Michael Koplow, de l’Israel Policy Forum, le 4 juin :

« Bien des gens (dont moi-même, d’ailleurs) avaient erronément prédit qu’une des conséquences [du transfert de l’ambassade] serait une violence à grande échelle qui allait créer un véritable compromis entre le redressement d’un tort historique et un inutile gaspillage en vies humaines. Quand la violence prédite n’eut pas lieu, la réaction immédiate fut de pointer du doigt ceux qui avaient mis en garde à propos des inconvénients et de rejeter leurs inquiétudes et leurs analyses comme un stupide enfilage de perles (…) Les prédictions de violence à court terme étaient incorrectes. »

Robert Satloff, du WINEP, en juin :  

« Deux décisions de l’administration Trump (…) ont modifié des décennies de politique américaine mais n’ont pratiquement déclenché aucune vague de turbulence dans le Moyen-Orient – l’annonce en décembre 2017 de l’intention de Washington de transférer l’ambassade des Etats-Unis de Tel-Aviv à Jérusalem et la reconnaissance en mars 2019 des revendications d’Israël concernant la souveraineté sur les hauteurs du Golan, auxquelles Israël avait officiellement étendu sa juridiction en 1981, quatorze ans après avoir ravi le territoire à la Syrie. Les voix partisanes prétendent que, semblablement, une annexion de la Cisjordanie se fera sans grandes réactions. »

Une nouvelle fois, les protestations à Gaza débutèrent en mars 2018 et l’un de leurs buts était de protester contre le transfert de l’ambassade des Etats-Unis.

« Une fois que Trump eut proclamé Jérusalem capitale d’Israël l’an dernier, Ahmed [Abou Artema] déclara que c’était un changement de donne, pour lui et ses amis »,

rapporta Allison Deger à propos de l’un des dirigeants des marches. « Trump », ajouta Ahmed, « était la raison pour laquelle les Palestiniens se sentaient poussés à bout. »

Le jour où les Etats-Unis transférèrent leur ambassade, Israël tua 59 manifestants à Gaza et en blessa 2200 autres.

Des milliers de Gazaouis se rendirent à la clôture à la frontière israélienne, chaque vendredi, en 2018 et 2019, et, au total, les forces israéliennes abattirent et tuèrent 214 manifestants, dont 41 au moins étaient des enfants.

Le bureau de l’ONU pour la coordination des affaires humanitaires en Palestine occupée déclara qu’Israël avait blessé plus de 36 000 Palestiniens, au cours des protestations – 8 000 par des snipers et 17 000 autres par des balles enrobées de caoutchouc et des gaz lacrymogènes.
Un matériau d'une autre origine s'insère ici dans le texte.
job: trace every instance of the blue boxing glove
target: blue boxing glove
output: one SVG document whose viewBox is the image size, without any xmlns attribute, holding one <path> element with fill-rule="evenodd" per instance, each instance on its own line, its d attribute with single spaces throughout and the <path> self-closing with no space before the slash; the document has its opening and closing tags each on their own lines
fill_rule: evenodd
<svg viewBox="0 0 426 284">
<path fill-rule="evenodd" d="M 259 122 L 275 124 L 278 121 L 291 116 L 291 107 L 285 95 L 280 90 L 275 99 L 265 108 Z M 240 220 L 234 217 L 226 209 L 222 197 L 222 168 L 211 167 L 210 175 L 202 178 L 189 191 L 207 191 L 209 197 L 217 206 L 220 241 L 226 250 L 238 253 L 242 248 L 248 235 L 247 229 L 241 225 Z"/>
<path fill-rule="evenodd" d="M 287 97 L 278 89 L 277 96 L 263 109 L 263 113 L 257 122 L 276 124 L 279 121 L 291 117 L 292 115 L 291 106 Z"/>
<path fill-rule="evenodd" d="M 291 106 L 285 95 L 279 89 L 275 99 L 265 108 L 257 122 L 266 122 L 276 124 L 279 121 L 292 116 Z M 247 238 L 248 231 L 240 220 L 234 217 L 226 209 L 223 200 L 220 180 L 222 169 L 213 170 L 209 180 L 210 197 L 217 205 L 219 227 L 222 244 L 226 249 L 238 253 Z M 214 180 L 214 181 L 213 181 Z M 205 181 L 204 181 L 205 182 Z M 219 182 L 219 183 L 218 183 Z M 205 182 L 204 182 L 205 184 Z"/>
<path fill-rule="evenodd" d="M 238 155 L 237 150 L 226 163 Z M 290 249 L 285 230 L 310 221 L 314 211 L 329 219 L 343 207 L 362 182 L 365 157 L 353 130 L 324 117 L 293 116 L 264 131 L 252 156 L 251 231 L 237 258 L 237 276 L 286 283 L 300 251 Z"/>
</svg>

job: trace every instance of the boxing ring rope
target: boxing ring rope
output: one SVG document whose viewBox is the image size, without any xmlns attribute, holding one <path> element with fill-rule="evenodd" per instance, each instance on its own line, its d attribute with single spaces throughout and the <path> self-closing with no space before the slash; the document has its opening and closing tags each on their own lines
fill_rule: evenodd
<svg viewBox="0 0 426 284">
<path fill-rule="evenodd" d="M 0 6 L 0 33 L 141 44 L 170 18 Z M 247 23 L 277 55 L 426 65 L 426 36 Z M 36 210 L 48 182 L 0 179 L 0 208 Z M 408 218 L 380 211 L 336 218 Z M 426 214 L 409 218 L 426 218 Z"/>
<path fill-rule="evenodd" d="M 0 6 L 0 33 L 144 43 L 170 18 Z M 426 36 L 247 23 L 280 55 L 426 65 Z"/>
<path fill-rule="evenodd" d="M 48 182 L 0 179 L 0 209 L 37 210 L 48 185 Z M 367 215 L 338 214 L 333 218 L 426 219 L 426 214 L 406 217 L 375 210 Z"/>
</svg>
Un grand nombre de ces personnes blessées souffrent toujours aujourd’hui.

Plus de 7 000 des blessures occasionnées à balles réelles (soit 88 pour 100) étaient des blessures aux membres, suivies par des blessures à l’abdomen et au pelvis. Cent cinquante-six (156) des blessures aux membres ont débouché sur des amputations (126 membres inférieurs et 30 membres supérieurs). Parmi ceux-ci, au moins 94 cas ont impliqué des amputations secondaires, dues à des infections osseuses apparues par la suite.

Les récits que nous avons présentés sur les amputations et les parties de football entre unijambistes ne sont pour ainsi dire pas des aberrations : elles sont typiques de l’expérience de Gaza sur le plan de l’occupation violente.  

Les gens qui prétendent que le transfert de l’ambassade des Etats-Unis n’a provoqué aucune agitation ferment tout simplement les yeux sur ce torrent de souffrance.

Bien sûr, ils ont été aidés par le New York Times, qui avait publié quatre éditoriaux justifiant les tirs sur les manifestants.